Anthony Keyvan plays Q in Netflix’s XO, Kitty, a To All The Boys I’ve Loved Before spinoff. In the series, Kitty Song-Covey, Lara Jean’s and Margot’s younger sister, enrolls in an international school in South Korea. She befriends Anthony’s character Q, who steadies Kitty as she gets lost in her quests for love.
Anthony Keyvan’s father is Iranian, and his mother is Filipino
Anthony Keyvan was born on 13th August 2000 to a Filipino mother and an Iranian father. Therefore, he is Filipino-Iranian. Anthony grew up in Long Beach, California, alongside his younger brother, Jared.
The XO, Kitty star was 5 when he began acting. His mom, Joyce Candelaria Keyvan, the first person in her family to finish college and earn a Master’s Degree, quit her job to support Anthony. “She did what any amazing mom would do,” Anthony stated.
“Meanwhile, my dad picked up another job to keep us afloat, while my younger brother, Jared, spent the better half of his childhood in the backseat of my mom’s Tahoe, going back and forth from LA to OC, sometimes every day of the week,” Anthony told VanityTeen.
Describing his family as his most important support system, Anthony speculated that he wouldn’t have succeeded without the sacrifices his family made for him.
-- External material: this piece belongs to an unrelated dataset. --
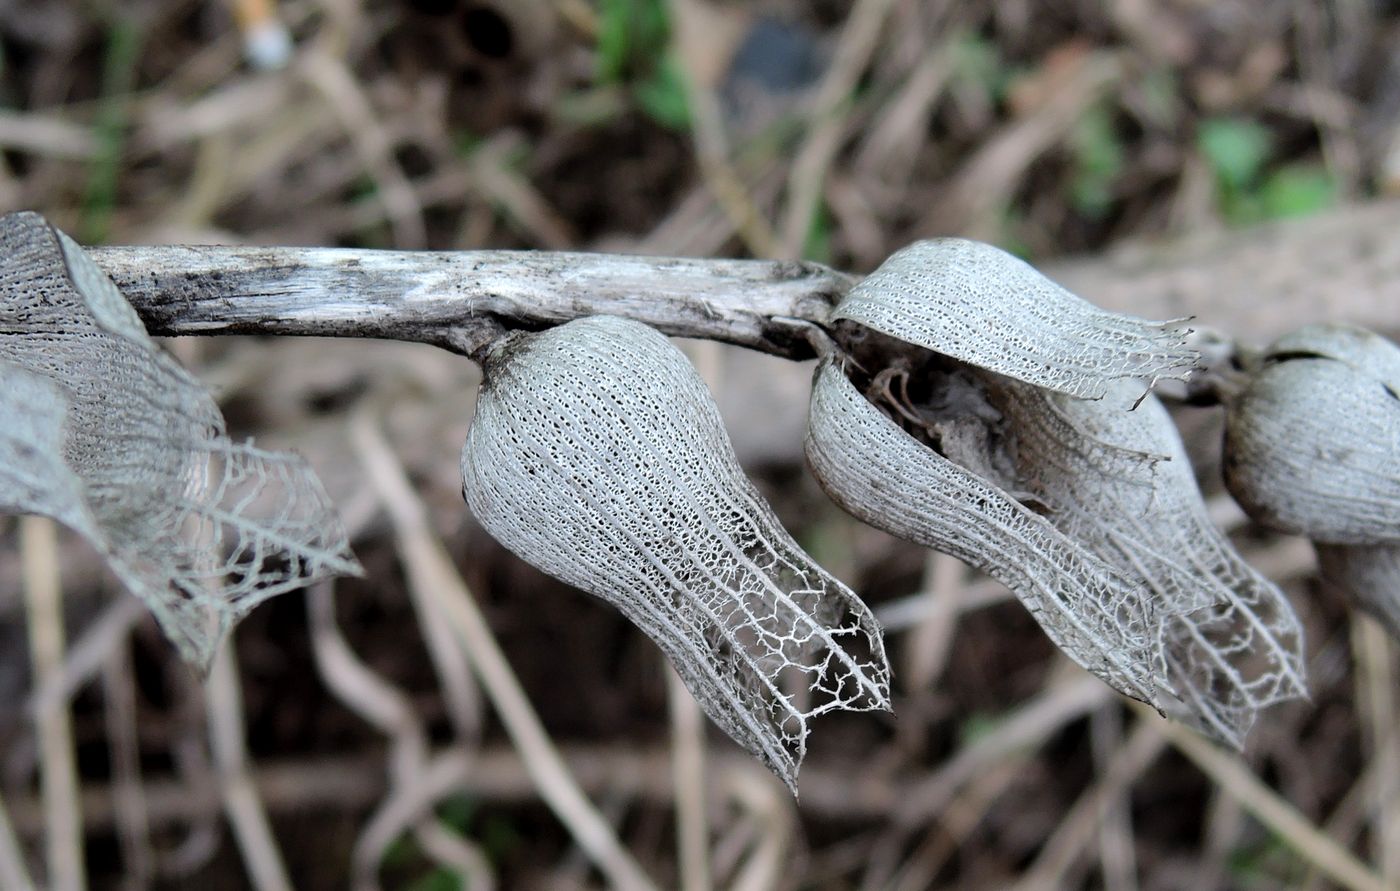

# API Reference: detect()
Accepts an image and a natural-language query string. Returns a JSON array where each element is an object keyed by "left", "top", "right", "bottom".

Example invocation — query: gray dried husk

Anthony’s parents were happy he landed his first television role in Lost, their favorite show.
As Anthony’s career progressed he noticed that roles reflecting his ethnicity were rare. “It sucks, though, that I’ve gone 15 years in this industry constantly working and I’d never, ever played a character that was remotely close to me,” Anthony told Poptized.
Anthony’s racially ambiguous looks allowed him to audition for a variety of roles, earning him valuable experience. “I’ve played Indian, I’ve played Pakistani, I’ve played Arab, I’ve played Latinx. I’ve played [characters of] literally every other race in the book almost,” Anthony said.
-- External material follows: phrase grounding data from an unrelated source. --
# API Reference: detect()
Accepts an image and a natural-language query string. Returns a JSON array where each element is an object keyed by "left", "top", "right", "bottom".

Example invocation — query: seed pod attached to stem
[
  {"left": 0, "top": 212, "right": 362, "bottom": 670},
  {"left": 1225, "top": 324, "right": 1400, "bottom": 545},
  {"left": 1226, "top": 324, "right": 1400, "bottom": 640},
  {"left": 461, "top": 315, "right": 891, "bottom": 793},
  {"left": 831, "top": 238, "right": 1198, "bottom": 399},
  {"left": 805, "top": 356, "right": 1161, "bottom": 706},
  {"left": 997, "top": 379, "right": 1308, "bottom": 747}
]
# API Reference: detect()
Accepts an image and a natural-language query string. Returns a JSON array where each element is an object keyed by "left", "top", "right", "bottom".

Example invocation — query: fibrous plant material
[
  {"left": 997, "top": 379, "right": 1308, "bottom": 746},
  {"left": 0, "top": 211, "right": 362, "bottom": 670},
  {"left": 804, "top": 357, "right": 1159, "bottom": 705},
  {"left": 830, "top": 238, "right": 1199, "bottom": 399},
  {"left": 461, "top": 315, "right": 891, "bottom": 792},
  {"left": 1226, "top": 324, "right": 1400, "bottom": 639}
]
However, he yearned to play a character that mirrored his identity. Anthony was ecstatic when he got a call to audition for Rahim, an openly gay Iranian character, in Hulu’s Love, Victor. Anthony continued:
“This is the first time that I’ve gotten to play someone like myself. So, it’s crazy that it’s happened, but I’m so grateful that it’s happened. I just wish that it had happened sooner, but I’m grateful that it’s starting to finally happen for actors like me.”
Anthony is delighted that Hollywood has become more inclusive and diverse. He told VanityTeen: “I think it’s amazing the progress we are making in Hollywood, with more and more showrunners, writers, directors, and more, being people of color, young people, queer people.”
When not acting, Anthony is enjoying karaoke, which he considers a Filipino specialty. “I’m Filipino. We’re all good singers.” he told Teen Vogue.